Q1 - Business vs Scientific Analyst
Q: If you are data analyst working with scientific data, should you hire a data analyst who works with business data?
Yes, but remember the priorities for both industries. When hiring a data analyst from the business world remember their specialty. In the business world, you will spend a lot of time on data wrangling, and building data pipelines. While doing this, you will also keep the company's bottom line in mind. These analysts will prefer to work on projects that focus on creating MVPs. MVPs mean minimal viable product. They want to get something out, and ship it.
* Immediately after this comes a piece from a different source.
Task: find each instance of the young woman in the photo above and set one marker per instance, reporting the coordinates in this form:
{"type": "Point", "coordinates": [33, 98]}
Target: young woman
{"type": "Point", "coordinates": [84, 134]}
When working with scientific data, you are more interested in the statistics. This means you’ll be concerned about specificity vs sensitivity. You’ll be paying attention to ANOVA tables, p-values, T-tests, etc…
It’s not impossible, as both of you guys will already have the core foundation knowledge to be a data analyst. It’s that your priorities, the things you care about are different.
Q2 - Still Become a Data Analyst?
Q: I didn’t do that much analytics, but got a lot of exposure to pandas, and working with dataframes, should I try to become a data analyst?
Yes, of course. You’ve got exposure to pandas, and working with dataframes. This means you’ve got experience with data wrangling, and data munging. You’ve already done the harder parts of the job… Just go learn SQL, because I noticed you didn’t put SQL in your background.
The technical skills are far harder to get, far more in demand, than the math skills. The mathematics in data science & machine learning engineering is simple linear algebra. And, most of the modelling has already been solved courtesy of kaggle competitions. Companies value the technical & data skills more than the mathematical aptitude.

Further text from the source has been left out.